Dec 15, 2015 - Sale 2402

Sale 2402 - Lot 11

Price Realized: $ 60,000
?Final Price Realized includes Buyer’s Premium added to Hammer Price
Estimate: $ 30,000 - $ 40,000
AARON DOUGLAS (1899 - 1979)
The Street Urchin.

Oil on linen canvas, circa 1938. 610x700 mm; 24x27 1/2 inches.
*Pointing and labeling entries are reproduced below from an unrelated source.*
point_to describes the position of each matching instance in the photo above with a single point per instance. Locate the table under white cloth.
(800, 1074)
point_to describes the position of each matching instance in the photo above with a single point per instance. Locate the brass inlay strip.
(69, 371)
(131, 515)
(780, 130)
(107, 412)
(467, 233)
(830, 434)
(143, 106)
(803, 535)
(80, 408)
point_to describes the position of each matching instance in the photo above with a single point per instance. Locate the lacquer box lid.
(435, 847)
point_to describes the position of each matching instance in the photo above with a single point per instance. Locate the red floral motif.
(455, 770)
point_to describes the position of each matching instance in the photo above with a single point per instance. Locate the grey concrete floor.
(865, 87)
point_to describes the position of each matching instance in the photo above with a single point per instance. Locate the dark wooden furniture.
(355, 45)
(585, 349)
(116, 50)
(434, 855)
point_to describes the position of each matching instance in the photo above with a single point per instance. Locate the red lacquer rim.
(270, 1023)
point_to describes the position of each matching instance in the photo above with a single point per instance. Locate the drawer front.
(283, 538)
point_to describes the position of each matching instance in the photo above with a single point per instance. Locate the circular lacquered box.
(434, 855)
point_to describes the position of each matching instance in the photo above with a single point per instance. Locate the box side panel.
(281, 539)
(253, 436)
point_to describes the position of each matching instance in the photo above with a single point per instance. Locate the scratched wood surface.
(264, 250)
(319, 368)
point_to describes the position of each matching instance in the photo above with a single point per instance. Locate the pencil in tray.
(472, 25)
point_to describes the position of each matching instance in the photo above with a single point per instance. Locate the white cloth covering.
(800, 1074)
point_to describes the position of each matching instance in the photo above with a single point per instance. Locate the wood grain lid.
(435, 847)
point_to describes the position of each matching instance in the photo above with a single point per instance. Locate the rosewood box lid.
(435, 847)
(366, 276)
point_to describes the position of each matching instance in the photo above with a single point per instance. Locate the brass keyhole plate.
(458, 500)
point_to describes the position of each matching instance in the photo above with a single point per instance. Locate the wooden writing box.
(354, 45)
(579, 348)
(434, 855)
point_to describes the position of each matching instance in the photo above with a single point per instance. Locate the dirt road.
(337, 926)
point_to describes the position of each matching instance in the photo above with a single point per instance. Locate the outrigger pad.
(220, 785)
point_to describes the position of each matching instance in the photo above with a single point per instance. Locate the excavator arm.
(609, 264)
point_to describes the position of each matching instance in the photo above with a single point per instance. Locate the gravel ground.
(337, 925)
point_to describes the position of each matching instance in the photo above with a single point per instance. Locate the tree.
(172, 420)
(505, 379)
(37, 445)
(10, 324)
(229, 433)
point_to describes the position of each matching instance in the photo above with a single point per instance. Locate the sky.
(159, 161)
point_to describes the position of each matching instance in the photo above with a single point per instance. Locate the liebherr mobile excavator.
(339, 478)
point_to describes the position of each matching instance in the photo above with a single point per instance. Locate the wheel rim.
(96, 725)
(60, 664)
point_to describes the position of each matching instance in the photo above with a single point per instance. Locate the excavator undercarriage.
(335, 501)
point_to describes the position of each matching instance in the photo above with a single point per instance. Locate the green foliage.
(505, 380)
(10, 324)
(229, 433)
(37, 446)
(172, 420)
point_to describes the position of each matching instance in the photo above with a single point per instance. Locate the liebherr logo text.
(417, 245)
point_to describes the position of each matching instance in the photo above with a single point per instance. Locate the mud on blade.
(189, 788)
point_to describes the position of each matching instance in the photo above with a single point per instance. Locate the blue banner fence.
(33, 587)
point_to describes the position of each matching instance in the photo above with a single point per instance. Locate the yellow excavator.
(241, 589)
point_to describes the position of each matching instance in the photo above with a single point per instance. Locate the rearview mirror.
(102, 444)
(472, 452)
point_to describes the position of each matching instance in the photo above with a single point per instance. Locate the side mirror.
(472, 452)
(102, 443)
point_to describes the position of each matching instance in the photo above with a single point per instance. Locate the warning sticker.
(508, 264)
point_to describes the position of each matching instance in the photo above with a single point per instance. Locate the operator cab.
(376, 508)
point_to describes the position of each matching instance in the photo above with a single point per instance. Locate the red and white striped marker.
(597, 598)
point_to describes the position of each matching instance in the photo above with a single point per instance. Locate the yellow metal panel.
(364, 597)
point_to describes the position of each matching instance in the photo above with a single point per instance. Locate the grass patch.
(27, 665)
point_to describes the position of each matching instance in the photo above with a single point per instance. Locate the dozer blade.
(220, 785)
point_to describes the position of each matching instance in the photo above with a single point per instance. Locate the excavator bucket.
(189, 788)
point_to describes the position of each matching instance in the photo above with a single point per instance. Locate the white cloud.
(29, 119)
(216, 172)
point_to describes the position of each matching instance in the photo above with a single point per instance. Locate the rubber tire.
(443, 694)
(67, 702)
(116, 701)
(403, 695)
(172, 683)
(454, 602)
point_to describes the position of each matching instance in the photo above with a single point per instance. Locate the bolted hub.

Signed in oil, lower right.

Provenance: Max Robinson, Chicago: Peter C. Ince, GA (1986); thence by descent to the current owners.

Exhibited: Exhibition of Haitian Paintings, ACA Gallery, New York, April 2 - 15, 1939; Selections from the Max Robinson Collection of Afro-American Art, DuSable Museum of African-American History, Chicago, February 1 - 28, 1985. Max Robinson was an ABC News World News Tonight reporter and broadcast journalist - he was the first African - America anchor on network television.

Illustrated: Exhibition of Haitian Paintings, ACA Gallery, New York, exhibition booklet, front cover; Alain L. Locke, The Negro in Art: A Pictorial Record of the Negro Artist and the Negro Theme in Art, 1940; Krista A. Thompson,"Preoccupied with Haiti: The Dream of Diaspora in African American Art, 1915–1942", American Art, p. 91. Krista Thompson located and illustrated a copy of the ACA booklet found in the Julius Rosenwald Archives at Fisk University, Nashville, TN.

A very scarce canvas from the artist's 1930s period, The Street Urchin is a beautiful example of Aaron Douglas' portrait painting. Unlike the unabashedly modern style of his mural painting, The Street Urchin embodies the introspective side of the artist. From the early 1930s, Aaron Douglas painted landscapes and portraits with impressionistic brushstrokes and palette. Despite his subject's poverty and a stark background, Douglas depicts this seated young man with a great sensitivity and studied observation.

In September of 1938, Aaron Douglas was awarded a second Rosenwald Fellowship which allowed him to travel to Haiti, the Dominican Republic and the Virgin Islands late that year. Like Walter Edouard Scott before him, Douglas painted and exhibited in and around Port-au-Prince through December. Thompson lists the twelve paintings that were included in his April solo exhibition in New York; The Street Urchin is one of only two figurative subjects. The exhibition was reviewed by both the New York Times and Alain Locke in Opportunity, who viewed Douglas' more conventional Haitian paintings "as a retreat from his bold earlier style." However, as Susan Earle points out, Locke later chose The Street Urchin as one of the illustrations of Aaron Douglas' paintings in his 1940 book The Negro in Art. Earle pp. 217-18; Thompson pp. 90-92.